Флора была дома и подошла к телефону.

— Сеньора Флора! Вы никуда не едете! — сказал Альберто.

— Как это никуда не еду?! — возмутилась Флора. — Я уже купила себе дорожный костюм. Пилар позвонила и сказала, где будет нас ждать. И вообще, что это за произвол, Альберто?

— А газеты вы читаете?

— Мне сейчас не до газет!

— Так вот: в газетах вчера было сообщение, что жена и сын Альвареса погибли в горах. Несчастный случай.

— О Господи! — прошептала Флора. — А Пилар? Она уже знает?

— Когда она будет вам звонить, вы спросите ее об этом. И если еще не знает, скажете. Мне очень тяжело, Флора. Нам всем очень тяжело…

Флора сидела у телефона, сгорбившись, закрыв лицо руками. Хесус, который шел к ней с газетой, понял, что она уже все знает. Он сел рядом и взял ее за руку.

— У нас есть еще внуки, которых нужно спасать, — сказал он ей. — Ты же знаешь, что Херман погиб и Ирена осталась с детьми одна…

Другого утешения для Флоры он найти не мог, но и это подействовало.

— Да-да, нужно забрать Пилар и срочно лететь в Венесуэлу, — встрепенулась Флора. — Всем вместе нам будет легче. Да-да, теперь я не боюсь звонка Пилар. А то я просто не знала, что ей сказать…

Деятельность нужна была Флоре как воздух. И раз все-таки нужно было куда-то лететь, она ожила.

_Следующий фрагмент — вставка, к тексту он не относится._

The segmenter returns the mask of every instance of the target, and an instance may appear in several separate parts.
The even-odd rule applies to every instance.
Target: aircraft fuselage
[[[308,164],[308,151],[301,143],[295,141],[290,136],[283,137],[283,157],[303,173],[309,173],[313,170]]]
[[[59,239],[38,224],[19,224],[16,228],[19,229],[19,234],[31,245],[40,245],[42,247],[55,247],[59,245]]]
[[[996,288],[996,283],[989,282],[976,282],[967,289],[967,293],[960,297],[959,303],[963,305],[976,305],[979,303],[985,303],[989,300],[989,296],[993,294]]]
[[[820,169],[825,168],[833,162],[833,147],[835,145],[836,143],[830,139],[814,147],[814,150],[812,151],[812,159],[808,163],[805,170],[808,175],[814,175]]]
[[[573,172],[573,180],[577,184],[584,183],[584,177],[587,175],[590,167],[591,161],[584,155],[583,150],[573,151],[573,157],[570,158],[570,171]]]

«Ах, Пилар, Пилар, бедная моя девочка, — думала она. — Ну ничего, в Венесуэле ей будет не до печали, самое главное для человека — это действовать, действовать, действовать…»

Пилар позвонила к вечеру. Она тоже уже все знала. Голос у нее был ровный. Флора просто выносить не могла этого ее ровного голоса.

— Мы все втроем срочно летим в Венесуэлу, — затараторила она. — Ирене нужно помочь с детьми. Ты можешь заняться Хермансито. Срочно приезжай! Завтра, самое позднее послезавтра мы вылетаем!

— Я никуда не поеду, мама, — ответил ровный голос Пилар. — Я останусь здесь. Я хочу побыть в той деревне, откуда ушел мой мальчик. Спасибо, что в трудную минуту ты была со мной. Но теперь я хочу побыть одна.

Флора осеклась.

— Хорошо, дочка, хорошо, — наконец сказала она. — Конечно, поезжай.

А что она еще могла сказать?

Пилар же, опустив трубку, упала на постель и заплакала. Она не хотела быть одна, но она была одна! И теперь уже на веки вечные! Слезы лились и лились из глаз, и ей становилось легче. Потом иссякли слезы, и внутри осталась напряженная звенящая пустота. Смеркалось. Сейчас она спустится, пройдется, оглядит этот маленький городишко. А завтра сядет за руль и отправится в путь. Теперь она точно знала, где найдет своего мальчика.

У выхода из гостиницы смуглая женщина в шали взяла ее за руку.

— Плохо тебе, красавица! Пойдем со мной, погадаю!

«О чем гадать? Все уже разгадано!» — горько усмехнулась про себя Пилар. Но покорно пошла за старой цыганкой.